Whether you want to buy or sell your property, it pays to make sure that you do, or will, own it. In some cases, the lines between different parcels of property blur, and you might not own the land you think you do. In this case, you can take legal action to fix the problem.

Failing to go through this legal process, called a quiet title action, could allow someone else to make a claim to your property. As a buyer, if you purchase property in which someone else might stake a claim, it could cause issues in the future. As a seller, you know a potential buyer will likely not want to purchase the property until the title is clean. Even if no one currently insists they have a right to the property, a quiet title action can prevent such claims in the future.

What does a quiet title action do?

A quiet title action resolves issues regarding actual ownership of a piece of property, Whether a dispute caused someone else to have a claim to your property or a clerical error did, this action is designed to establish your legal right to the property. For example, if someone else could potentially make a claim for adverse possession of your property, establishing your ownership could prevent such a claim.
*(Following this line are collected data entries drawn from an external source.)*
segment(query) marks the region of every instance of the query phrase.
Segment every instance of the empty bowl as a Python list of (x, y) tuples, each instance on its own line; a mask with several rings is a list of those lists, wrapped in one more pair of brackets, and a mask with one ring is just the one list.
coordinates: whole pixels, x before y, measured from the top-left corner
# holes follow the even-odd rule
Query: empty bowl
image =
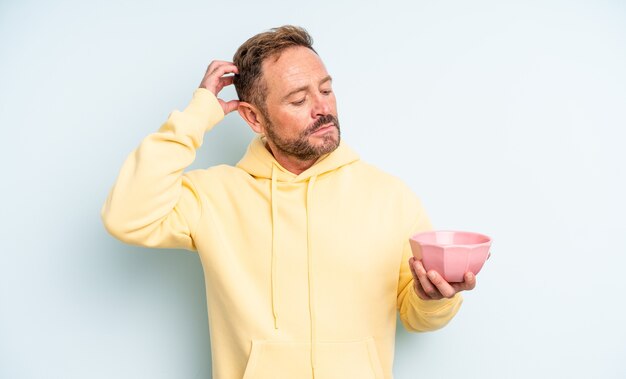
[(489, 256), (491, 238), (460, 231), (418, 233), (409, 240), (415, 259), (448, 282), (462, 282), (466, 272), (478, 274)]

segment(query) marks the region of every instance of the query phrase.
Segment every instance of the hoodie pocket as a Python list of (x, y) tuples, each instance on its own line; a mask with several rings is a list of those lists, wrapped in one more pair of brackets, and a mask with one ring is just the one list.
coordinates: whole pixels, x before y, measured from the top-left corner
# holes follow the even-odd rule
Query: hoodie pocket
[(383, 369), (373, 338), (319, 342), (315, 379), (383, 379)]
[(252, 341), (243, 379), (294, 379), (311, 376), (306, 342)]
[[(382, 379), (383, 370), (372, 338), (318, 342), (315, 379)], [(308, 342), (252, 341), (243, 379), (311, 377)]]

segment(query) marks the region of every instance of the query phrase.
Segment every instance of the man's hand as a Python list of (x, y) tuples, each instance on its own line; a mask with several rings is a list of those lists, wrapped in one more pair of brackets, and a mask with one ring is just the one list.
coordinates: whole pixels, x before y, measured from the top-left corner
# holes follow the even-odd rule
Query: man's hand
[[(226, 74), (238, 74), (239, 70), (232, 62), (225, 61), (213, 61), (206, 69), (206, 74), (202, 78), (200, 88), (206, 88), (217, 97), (222, 88), (233, 84), (234, 76), (224, 76)], [(224, 110), (224, 114), (228, 114), (237, 109), (239, 106), (239, 100), (224, 101), (220, 98), (217, 99)]]
[(476, 287), (476, 276), (471, 272), (466, 272), (464, 281), (461, 283), (448, 283), (435, 270), (426, 272), (422, 261), (415, 257), (409, 259), (409, 267), (413, 273), (413, 284), (415, 292), (423, 300), (439, 300), (451, 298), (461, 291), (469, 291)]

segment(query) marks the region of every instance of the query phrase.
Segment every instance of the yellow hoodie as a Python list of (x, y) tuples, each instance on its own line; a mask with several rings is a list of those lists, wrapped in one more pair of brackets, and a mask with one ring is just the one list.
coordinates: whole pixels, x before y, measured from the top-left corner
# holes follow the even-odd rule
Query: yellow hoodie
[(223, 117), (196, 90), (124, 163), (105, 227), (198, 251), (214, 379), (392, 378), (396, 309), (408, 330), (428, 331), (461, 305), (413, 289), (408, 238), (430, 228), (418, 199), (344, 143), (300, 175), (261, 137), (235, 167), (183, 173)]

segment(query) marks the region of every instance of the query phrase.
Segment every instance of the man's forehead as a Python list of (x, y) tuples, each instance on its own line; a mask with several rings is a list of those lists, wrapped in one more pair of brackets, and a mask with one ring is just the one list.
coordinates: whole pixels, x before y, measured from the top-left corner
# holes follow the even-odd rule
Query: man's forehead
[(330, 79), (320, 57), (306, 47), (286, 49), (277, 58), (263, 62), (263, 66), (268, 88), (281, 92)]

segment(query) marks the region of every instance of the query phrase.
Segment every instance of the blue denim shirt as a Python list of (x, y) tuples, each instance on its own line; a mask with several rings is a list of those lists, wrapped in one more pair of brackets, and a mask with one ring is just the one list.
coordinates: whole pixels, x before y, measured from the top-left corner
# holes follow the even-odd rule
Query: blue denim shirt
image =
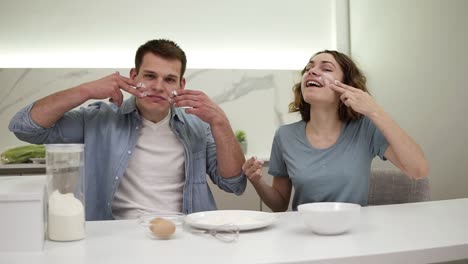
[[(34, 144), (84, 143), (86, 220), (113, 219), (114, 194), (142, 126), (135, 98), (127, 99), (120, 108), (96, 102), (69, 111), (48, 129), (31, 119), (32, 106), (16, 113), (10, 122), (10, 131), (20, 140)], [(206, 174), (227, 192), (236, 195), (244, 192), (247, 183), (244, 175), (229, 179), (217, 175), (216, 145), (207, 123), (182, 109), (172, 108), (169, 124), (184, 146), (183, 213), (216, 210)]]

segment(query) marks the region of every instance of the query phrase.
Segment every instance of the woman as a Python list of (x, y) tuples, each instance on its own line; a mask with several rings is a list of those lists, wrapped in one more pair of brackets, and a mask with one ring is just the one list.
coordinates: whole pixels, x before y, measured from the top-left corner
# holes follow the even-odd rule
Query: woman
[(370, 168), (378, 155), (406, 175), (422, 178), (428, 164), (421, 148), (369, 95), (366, 78), (345, 54), (315, 54), (293, 87), (290, 112), (302, 120), (275, 134), (269, 186), (255, 157), (243, 165), (245, 175), (273, 211), (303, 203), (349, 202), (367, 205)]

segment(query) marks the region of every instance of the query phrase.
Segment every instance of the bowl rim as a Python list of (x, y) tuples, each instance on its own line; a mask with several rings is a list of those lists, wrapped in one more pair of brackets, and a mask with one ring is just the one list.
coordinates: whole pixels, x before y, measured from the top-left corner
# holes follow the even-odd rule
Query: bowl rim
[[(323, 205), (344, 205), (345, 207), (336, 208), (323, 208)], [(346, 203), (346, 202), (313, 202), (303, 203), (297, 206), (299, 212), (343, 212), (343, 211), (356, 211), (361, 209), (361, 205), (357, 203)], [(306, 208), (308, 208), (306, 210)]]
[(138, 224), (143, 227), (149, 227), (150, 221), (154, 218), (164, 218), (174, 222), (177, 225), (184, 225), (186, 215), (180, 212), (161, 212), (161, 213), (142, 213), (138, 216)]

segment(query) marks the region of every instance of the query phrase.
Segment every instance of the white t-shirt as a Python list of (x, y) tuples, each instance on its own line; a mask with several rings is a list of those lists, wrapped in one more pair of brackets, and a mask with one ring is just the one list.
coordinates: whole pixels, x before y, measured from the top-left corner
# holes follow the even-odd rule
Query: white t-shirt
[(170, 113), (158, 123), (143, 119), (140, 137), (114, 196), (112, 213), (116, 219), (182, 211), (184, 147), (169, 127), (169, 119)]

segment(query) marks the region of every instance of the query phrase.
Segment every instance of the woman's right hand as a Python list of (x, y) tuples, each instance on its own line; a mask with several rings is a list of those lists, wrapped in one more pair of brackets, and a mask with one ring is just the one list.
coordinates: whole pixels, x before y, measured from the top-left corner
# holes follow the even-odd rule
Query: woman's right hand
[(138, 81), (124, 77), (115, 72), (99, 80), (84, 83), (81, 85), (82, 91), (86, 94), (88, 99), (106, 99), (120, 106), (123, 102), (124, 90), (136, 97), (141, 97), (142, 93), (135, 89), (138, 86)]
[(257, 157), (251, 157), (242, 165), (242, 170), (245, 176), (247, 176), (251, 182), (255, 183), (262, 178), (262, 167), (263, 161), (258, 160)]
What does a quiet title action entail?

These actions often result from a title search on the property. If title defects are found, you file the action in the Florida court in which the property is located against anyone who may potentially have, or may have had in the past, a right to the property. Once the court rules that you own the property “free and clear,” no one can dispute that contention and the title is clear.

What situations most often require a quiet title action?

Other than a title search, some situations give rise to the need for this type of action:

  • A boundary dispute
  • An inheritance
  • Old liens on the property
  • Mortgage lender requires it
  • Administrative errors

In addition, if you receive the property through a quitclaim deed, you may not receive a guarantee that the title is clear. Filing such an action will do that for you.

Legal help

Filing any legal action involves understanding the law and procedures that apply to it. In this case, understanding real estate law, title searches and land surveys, among other issues is required. Having a real estate attorney advocate for you could prevent any further issues that may arise in connection with the title to your property.